Terminó de beber la infusión y se acercó a la caja. El dependiente la evaluó apreciativamente.
—¿Podrías
indicarme adónde queda la clínica del doctor Ávila? —preguntó con su mejor
sonrisa.
El muchacho se
quedó un momento en suspenso, como si estuviera tratando de hacer memoria:
—¿Ves la calle que está al final de la estación? —señaló finalmente—. Hacé diez
cuadras para arriba y te encontrarás con la clínica.
Leo le agradeció
calurosamente. Giró buscando la puerta y se dio de bruces contra un sujeto que
esperaba ser atendido. Él la sostuvo al trastabillar. Tuvo que levantar la
vista para mirarlo y se encontró con un rostro agradable en cuyos ojos brillaba
una sonrisa.
—Perdón —murmuró
al apartarse y retomar la retirada.
Marcos Silva la
observó salir y abordar el auto con premura. No arrancó de inmediato, sino que
quedó con la vista perdida a través del parabrisas. Movió la cabeza como
desechando algún pensamiento, encendió el motor y partió. Él se volvió hacia el
cajero para pagar el combustible.
—Lástima que esté
de paso —le comentó al joven.
—No tanto —dijo
el muchacho—. Acaba de pedirme la dirección de la clínica. Es linda, ¿eh?

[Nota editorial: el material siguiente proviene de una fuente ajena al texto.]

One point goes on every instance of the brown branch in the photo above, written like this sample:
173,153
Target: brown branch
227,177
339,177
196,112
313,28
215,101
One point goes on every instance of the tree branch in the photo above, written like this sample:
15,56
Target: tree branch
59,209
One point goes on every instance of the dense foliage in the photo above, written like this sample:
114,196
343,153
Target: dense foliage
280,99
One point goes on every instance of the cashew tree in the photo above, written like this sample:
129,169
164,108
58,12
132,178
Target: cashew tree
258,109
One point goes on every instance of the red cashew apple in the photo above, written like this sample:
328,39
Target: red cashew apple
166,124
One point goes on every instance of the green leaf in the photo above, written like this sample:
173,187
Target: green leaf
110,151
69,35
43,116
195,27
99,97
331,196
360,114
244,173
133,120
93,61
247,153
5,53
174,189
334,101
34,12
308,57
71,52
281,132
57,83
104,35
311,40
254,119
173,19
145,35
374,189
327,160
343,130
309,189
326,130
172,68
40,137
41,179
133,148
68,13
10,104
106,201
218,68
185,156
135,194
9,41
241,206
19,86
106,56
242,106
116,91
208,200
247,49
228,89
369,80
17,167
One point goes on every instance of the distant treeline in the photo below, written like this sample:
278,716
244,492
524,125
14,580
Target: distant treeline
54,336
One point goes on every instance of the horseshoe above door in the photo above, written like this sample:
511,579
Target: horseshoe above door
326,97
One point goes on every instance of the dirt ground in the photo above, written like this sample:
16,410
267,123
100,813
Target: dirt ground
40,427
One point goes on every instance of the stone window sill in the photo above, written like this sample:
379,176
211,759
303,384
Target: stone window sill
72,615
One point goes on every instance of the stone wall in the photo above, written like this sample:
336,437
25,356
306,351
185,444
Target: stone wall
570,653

—agregó en tono de complicidad.
El hombre asintió
con gesto afable. Abonó el ticket y se despidió: —Chau, Mario. Dale mis saludos
a Antonio.
—Gracias, señor
Silva.
Como siempre el
estanciero, a pesar de ser dueño de medio pueblo, se comportaba como un señor.
Mario reemplazaba a su padre durante el día y Marcos nunca se olvidaba de
mandarle saludos. Pensó en cómo se había quedado absorto en la chica y en la
confidencia posterior, lo que no era propio de Silva. En general, se mostraba
atento pero reservado. “Bueno, la joven es muy bonita”, concluyó.